4) Cap holds for free agent cap holds for Larry Bird free agents coming off rookie scale contracts are 200% (above league average salary) or 250% (below league average salary) of the player’s previous salary.

5) Ok…bear with me…if LeBron James declines his Early Termination Option for the 2014-15 season, then he can become a free agent in 2015 (by declining his 2015-16 player option) or 2016. This is how I imagine a conversation between LeBron James and me would go:

Me: Hey, LeBron.

LeBron: (Who the hell is this guy?) Hi?

Me: Great Finals, LeBron. Came close to losing that one. I’m surprised that you guys pulled it off especially when you guys rely on aging role players like Shane Battier and Mike Miller. And your second-in-command looks nowhere like the player he once was.

LeBron: Yeah, it was tough and we won it as a team. Hey I gotta…

Me: So what are the chances of a player like you and a team like the Knicks ending up together?

LeBron: It’s difficult to say, I mean the Knicks haven’t shown much ability in managing the salary cap and I have this thing I have to…

Me: Hit me with it! Just give it to me straight! I went through all of 2008-2010 hoping that you would sign with the Knicks. The least you could do is level with me this time. What are our chances?

LeBron: Not good. (He just keeps talking)
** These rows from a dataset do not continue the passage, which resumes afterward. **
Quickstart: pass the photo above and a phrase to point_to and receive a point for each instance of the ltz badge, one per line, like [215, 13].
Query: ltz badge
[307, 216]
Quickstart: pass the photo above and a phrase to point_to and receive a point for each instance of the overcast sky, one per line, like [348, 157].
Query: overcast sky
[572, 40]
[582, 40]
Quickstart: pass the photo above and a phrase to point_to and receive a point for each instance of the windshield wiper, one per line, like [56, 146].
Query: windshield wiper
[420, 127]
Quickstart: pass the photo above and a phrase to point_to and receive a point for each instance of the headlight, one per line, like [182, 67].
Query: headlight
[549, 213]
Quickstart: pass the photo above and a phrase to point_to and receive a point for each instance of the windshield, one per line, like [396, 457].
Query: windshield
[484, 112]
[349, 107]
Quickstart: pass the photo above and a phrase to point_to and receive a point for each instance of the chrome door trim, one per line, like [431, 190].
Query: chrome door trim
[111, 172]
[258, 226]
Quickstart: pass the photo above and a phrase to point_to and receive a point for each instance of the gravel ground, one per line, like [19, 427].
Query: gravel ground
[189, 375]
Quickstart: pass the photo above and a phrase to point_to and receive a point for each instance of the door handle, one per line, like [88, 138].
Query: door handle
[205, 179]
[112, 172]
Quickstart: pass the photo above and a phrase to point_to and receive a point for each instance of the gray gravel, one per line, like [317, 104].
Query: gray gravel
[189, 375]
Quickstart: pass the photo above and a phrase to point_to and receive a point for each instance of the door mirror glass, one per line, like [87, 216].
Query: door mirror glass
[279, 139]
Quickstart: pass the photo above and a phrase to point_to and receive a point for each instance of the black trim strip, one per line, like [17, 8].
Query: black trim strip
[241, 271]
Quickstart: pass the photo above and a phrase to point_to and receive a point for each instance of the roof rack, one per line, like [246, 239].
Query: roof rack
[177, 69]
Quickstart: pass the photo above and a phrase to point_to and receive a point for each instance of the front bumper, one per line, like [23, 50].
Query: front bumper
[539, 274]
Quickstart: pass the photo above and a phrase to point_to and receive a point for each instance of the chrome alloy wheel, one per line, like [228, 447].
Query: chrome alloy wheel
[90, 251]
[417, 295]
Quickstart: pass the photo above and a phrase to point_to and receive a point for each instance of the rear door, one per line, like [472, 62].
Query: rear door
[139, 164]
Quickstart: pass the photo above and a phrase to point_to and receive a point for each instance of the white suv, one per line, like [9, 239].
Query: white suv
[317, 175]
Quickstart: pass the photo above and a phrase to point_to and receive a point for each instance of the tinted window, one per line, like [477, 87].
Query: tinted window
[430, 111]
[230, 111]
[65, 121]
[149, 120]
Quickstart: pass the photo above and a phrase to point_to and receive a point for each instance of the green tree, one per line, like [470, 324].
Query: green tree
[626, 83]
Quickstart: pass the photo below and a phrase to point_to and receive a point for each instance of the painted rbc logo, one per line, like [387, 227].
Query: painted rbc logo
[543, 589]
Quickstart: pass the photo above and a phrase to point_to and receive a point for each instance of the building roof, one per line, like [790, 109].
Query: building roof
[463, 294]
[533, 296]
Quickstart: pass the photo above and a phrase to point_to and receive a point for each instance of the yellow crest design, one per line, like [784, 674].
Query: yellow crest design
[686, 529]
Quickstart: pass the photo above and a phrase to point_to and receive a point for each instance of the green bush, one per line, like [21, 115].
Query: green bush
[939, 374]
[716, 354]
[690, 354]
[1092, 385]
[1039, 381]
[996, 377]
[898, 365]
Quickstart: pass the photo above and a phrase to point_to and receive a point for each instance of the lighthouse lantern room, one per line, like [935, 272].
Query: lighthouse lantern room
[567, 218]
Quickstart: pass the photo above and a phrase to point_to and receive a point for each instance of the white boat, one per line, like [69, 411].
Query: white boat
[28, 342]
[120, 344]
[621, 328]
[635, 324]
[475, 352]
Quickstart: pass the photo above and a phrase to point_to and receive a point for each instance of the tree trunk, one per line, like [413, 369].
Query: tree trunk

Me: You mean not good, like Andres Biedrins making a making a free throw?

LeBron: More like John Mellencamp winning an Oscar.

Me: So you’re telling me there’s a chance…YES! (Runs off to place a bet on LeBron to the Knicks)

6) What a refreshing change of pace that would be!

7) I would still give these two max deals (barring some major injury). If we have learned anything about skills in the NBA, it is that you can go from terrible shooter to competent or even very good shooter (see: Jason Kidd). When it comes to Rondo, I think he can become a competent jump shooter so that it is no longer a liability. With Gasol, his intelligence, passing, size, footwork, etc. (the skills that make him the best two-way center in the NBA) will remain as he ages. As long as he stays in shape, he should have a fantastic latter half to his career. If you can get these players for less than the max when they are on the market, it is a steal.

8) The Knicks would have to deal Smith and Felton (if he did not opt out) and acquire a gaggle of picks (preferably 2nd round picks to increase cap space). And even then, one would likely have to be done through a sign-and-trade.

9) Miami exploited this loophole to sign James, Wade, and Bosh. A vacant roster spot carries with in a cap hold equal to the rookie minimum salary. If that vacant roster spot is filled by an unsigned second round pick, the cap hold is 0.

10) I still do not understand why the Knicks did not amnesty Stoudemire instead of Billups in order to go after Chandler. You could say the Knicks would not want to pay Stoudemire the money owed to him; however, they would not pay it all at once; they would not pay all of it, as the team he signed with would have taken some of the burden; James Dolan is not exactly foreign to the idea of spending a lot of money for players who did not see the court for the Knicks.